Biografia[modifica | modifica wikitesto]

Esponente della scuola freudiana in Italia, ha lavorato come psicoterapeuta, con attività privata, prevalentemente con pazienti adulti e adulte. Nel 1979 ha contribuito a fondare e a organizzare il Centro Culturale Virginia Woolf (Università delle Donne). Ha preso parte attivamente al Movimento femminista e ha operato nei Centri Antiviolenza in sostegno delle donne vittime di maltrattamenti e aggressioni. Nel 2004, con altre studiose e scienziate, ha partecipato alla costituzione dell’Associazione Donne e Scienza. Ha affrontato, in saggi e libri, i temi dell’identità femminile e del rapporto tra psicoanalisi, femminismo e cultura.

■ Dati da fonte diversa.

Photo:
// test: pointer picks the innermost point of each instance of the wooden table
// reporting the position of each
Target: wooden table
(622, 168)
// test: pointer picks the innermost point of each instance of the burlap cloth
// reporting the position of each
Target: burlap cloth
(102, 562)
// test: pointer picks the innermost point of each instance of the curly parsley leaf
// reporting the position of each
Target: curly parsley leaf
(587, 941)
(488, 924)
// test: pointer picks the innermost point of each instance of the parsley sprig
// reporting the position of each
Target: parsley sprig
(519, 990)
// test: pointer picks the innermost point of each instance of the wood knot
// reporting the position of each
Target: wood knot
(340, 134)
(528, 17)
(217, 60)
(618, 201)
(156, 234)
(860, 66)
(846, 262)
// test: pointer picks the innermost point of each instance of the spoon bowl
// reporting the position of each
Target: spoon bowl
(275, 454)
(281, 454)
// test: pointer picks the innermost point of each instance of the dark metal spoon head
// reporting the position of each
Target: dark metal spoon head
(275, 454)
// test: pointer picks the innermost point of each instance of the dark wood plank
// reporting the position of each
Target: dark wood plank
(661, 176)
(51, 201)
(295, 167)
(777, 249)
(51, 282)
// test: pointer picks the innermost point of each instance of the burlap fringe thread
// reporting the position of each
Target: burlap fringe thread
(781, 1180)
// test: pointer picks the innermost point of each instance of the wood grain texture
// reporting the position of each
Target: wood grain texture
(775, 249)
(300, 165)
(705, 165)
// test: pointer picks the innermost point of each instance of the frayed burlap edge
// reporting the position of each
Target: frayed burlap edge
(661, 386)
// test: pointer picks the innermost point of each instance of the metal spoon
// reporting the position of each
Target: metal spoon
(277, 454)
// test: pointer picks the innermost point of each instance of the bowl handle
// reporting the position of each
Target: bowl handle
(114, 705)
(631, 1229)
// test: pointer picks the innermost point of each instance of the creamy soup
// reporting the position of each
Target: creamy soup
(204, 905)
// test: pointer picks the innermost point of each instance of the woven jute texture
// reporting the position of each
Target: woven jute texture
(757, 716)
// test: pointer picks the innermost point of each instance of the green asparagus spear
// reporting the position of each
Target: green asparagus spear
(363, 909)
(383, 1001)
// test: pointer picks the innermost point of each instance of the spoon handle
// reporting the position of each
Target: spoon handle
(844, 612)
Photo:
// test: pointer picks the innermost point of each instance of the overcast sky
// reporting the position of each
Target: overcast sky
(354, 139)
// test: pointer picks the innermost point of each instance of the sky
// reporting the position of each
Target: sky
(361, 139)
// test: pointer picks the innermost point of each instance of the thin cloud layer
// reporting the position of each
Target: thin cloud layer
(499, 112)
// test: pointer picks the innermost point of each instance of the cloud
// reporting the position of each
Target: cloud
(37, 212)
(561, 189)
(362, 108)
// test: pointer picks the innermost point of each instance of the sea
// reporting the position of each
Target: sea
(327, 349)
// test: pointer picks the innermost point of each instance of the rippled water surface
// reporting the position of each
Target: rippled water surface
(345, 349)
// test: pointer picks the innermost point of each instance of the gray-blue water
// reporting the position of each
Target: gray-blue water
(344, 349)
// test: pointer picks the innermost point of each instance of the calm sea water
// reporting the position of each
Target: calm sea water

Pensiero[modifica | modifica wikitesto]

«D'estate le cronache si riempiono di resoconti dei cosiddetti "crimini passionali", ma non c'è passione: è violenza contro le donne. Cambiare i termini del discorso e affrontare la questione con strumenti appropriati è l'unico modo per salvarle.»

(Francesca Molfino[1])

Considerò il mondo femminile come «un universo ancora tutto da scoprire, affascinante e selvaggio come un continente inesplorato». La sua attività professionale, come psicoterapeuta, ma anche il saggio da lei curato, Legami e libertà, analizza con grande curiosità lo scambio epistolare, intenso ed emozionante, fra due protagoniste del passaggio fra Ottocento e Novecento, Anna Freud e Lou Andreas Salomé, che aiutano, con le loro riflessioni e la loro ricerca di conoscenza dell’interiorità, a immaginare un modo di pensare la vita lontano dagli stereotipi. La guidano la convinzione della «necessità di mettere a punto e di costruire delle articolazioni tra lo spazio separato e il sociale» e la constatazione che «gli scambi individuali, il gruppo e la struttura istituzionale sono tre elementi che vanno tenuti presenti nelle loro intersezioni e costituiscono i diversi gradi attraverso i quali il personale diventa politico».[2] Silvia Vegetti Finzi, intervistata sull’eredità di Francesca Molfino, ne ha sottolineato soprattutto la grande capacità organizzativa e l’aver pensato alla psicoanalisi da un punto di vista femminile, cioè non considerando le donne come oggetti di studio, ma come soggetti dotati di interessi e desideri.[3]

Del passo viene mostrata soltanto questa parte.